Chelston Park, Collymore Rock. Photo by Natasha Vlahakis
Capitalization rates (“cap rates”) and discount rates are used the world over in valuing income yielding assets of any asset class, including stocks, bonds and real estate. The rates are derived by calculating a percentage by dividing net earnings by the transaction value of an asset. International valuation standards require that property valuers must rely on capitalized Net Income or EBITDA as the key approach to value for commercial properties.
In sophisticated property markets such as the USA, many of the property sector giants publish rates for each major city and state, by property category. So in the case of a hotel valuation, for example in New York, the valuer may be able to apply rates published by CBRE or JLL specifically for the lodging industry. Those rates would have been derived from a large sample of actual transactions in the previous few months. Realtyrates.com publishes data on all commercial sectors by major urban area in the USA as do Case Schiller. This approach is “evidence based”

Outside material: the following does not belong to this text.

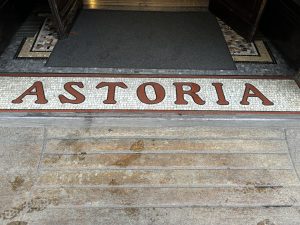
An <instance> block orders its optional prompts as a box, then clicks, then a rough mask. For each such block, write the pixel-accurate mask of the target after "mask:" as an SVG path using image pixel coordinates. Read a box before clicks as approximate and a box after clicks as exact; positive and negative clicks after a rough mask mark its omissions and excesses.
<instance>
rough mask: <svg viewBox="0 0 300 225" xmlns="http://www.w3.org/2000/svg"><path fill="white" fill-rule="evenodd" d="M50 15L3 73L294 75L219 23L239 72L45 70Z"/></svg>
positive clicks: (153, 70)
mask: <svg viewBox="0 0 300 225" xmlns="http://www.w3.org/2000/svg"><path fill="white" fill-rule="evenodd" d="M47 15H48V14H35V15H32V16H30V17H29V18H28V19H27V21H26V22H25V23H24V24H23V26H22V27H21V28H20V30H19V31H18V32H17V34H16V36H15V37H14V38H13V39H12V41H11V44H10V45H9V46H8V48H7V49H6V51H5V52H4V53H3V54H2V55H1V56H0V72H2V73H7V72H18V73H19V72H26V73H27V72H34V73H114V74H166V75H167V74H178V75H182V74H187V75H216V74H218V75H271V76H273V75H281V76H290V75H293V74H294V73H295V71H294V70H293V69H291V68H290V67H289V66H288V65H287V63H286V62H285V60H284V59H283V58H282V56H281V55H280V53H279V52H278V51H277V50H276V49H275V48H274V47H273V46H272V44H271V43H270V42H268V40H266V39H264V38H260V39H258V40H256V41H255V42H253V43H247V42H246V41H245V40H244V39H242V38H241V37H240V36H238V35H237V34H236V33H235V32H234V31H233V30H231V29H230V28H229V27H228V26H226V25H225V24H224V23H222V22H221V21H220V25H221V28H222V30H223V33H224V36H225V39H226V41H227V43H228V47H229V49H230V52H231V54H232V56H233V58H234V61H235V62H236V67H237V70H218V71H215V70H205V71H204V70H158V69H122V68H120V69H112V68H66V67H64V68H53V67H47V66H45V63H46V61H47V58H48V57H49V55H50V54H51V51H52V49H53V47H54V46H55V44H56V42H57V39H56V38H55V37H56V34H55V32H54V31H53V26H52V25H51V20H49V19H47Z"/></svg>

We are not so fortunate in Barbados and the Caribbean. There is little transactional evidence on which to calculate cap rates and discount rates. Whilst transaction data is available, financial statements are often not, thereby making it very difficult for the valuer to conclude what multiple the buyer paid for the property. Barbados’ valuers use a range of contacts to ascertain some of the information. Here are a few examples:
- A Bridgetown office building was sold a year or so ago, with an immediate lease to a major commercial bank for a banking hall and executive offices. The lease specified the rent based on the price the purchaser paid.
- Similarly, a few months ago a condo building with sitting tenants in each unit was sold by a receiver. In both instances a “going in” cap rate could be calculated.
These examples are scarce so valuers tend to use the “build up” method by which risk-free rates of returns are ascertained by reference to government paper and premiums are then added for various types of risk. The types of risk taken into account are:
- Country risk – risk which lenders or investors perceive in the country’s economy – Barbados sovereign debt has been subjected to downgrades by Moody’s and Standard & Poors which leads to a lack of investor confidence.
- Currency risk – the risk of a currency devaluation – Barbados currency is linked to the US dollar
- Liquidity risk – property is an inherently illiquid asset class as it cannot usually be liquidated quickly
- Property risk – an assessment of the risks associated with the particular property. Is it in a good location? Is it well maintained?
- Credit or tenancy risk – is it well occupied and are the tenants paying their rent on time?. Would it be in high demand if there was some loss of tenants?
- Operational risk – Is the property well-managed and is the operating strategy sound?
Many of these factors come down to sound investigation and valuer judgment and can raise the level of the cap rate/discount rate significantly. In recent years discount rates of 9.5% to 11% have been the norm.
Recent Trends in the Commercial Property Market
In 2015, the Central Bank abolished the minimum savings rate of 2.5% allowing commercial banks to reduce their deposit rates to less than 1%. Some of the saving in their interest cost has been passed on in reduced lending rates. Almost immediately the typical lending rates quoted by the banks reduced from 8% to around 5.5%. The banks have been able to maintain their spreads whilst making rates more attractive for investment. This has a major impact on discount rates and terminal cap rates, both used in Discounted Cash Flow models for ascertaining the “net present value” of a property. Valuers cannot ignore this dynamic.
The second major impact of the abolition of the MSR is that cash rich investors and institutions are finding it increasingly difficult to find “investment grade” yields of anywhere above 2%. So those investors will return to property with mid to high single digit returns. These investment returns cannot be ignored when a valuer makes a careful assessment on cap rates/discount rates
Above all valuers in Barbados need to recognize that, whilst there are conflicting influences on investment rates, there will be a trend towards purchases of real property with income potential, by cash rich investors who will pay higher prices for good yielding properties and consequently cap rates and discount rates must come down. There is also a recognition that commercial property investments yielding 10% simply don’t exist in today’s market, and that borrowing rates in the mid single digits bring financial gearing back into play for the first time for a decade. The result of the reality is that we expect rates to come down to ranges of 8% to 9%.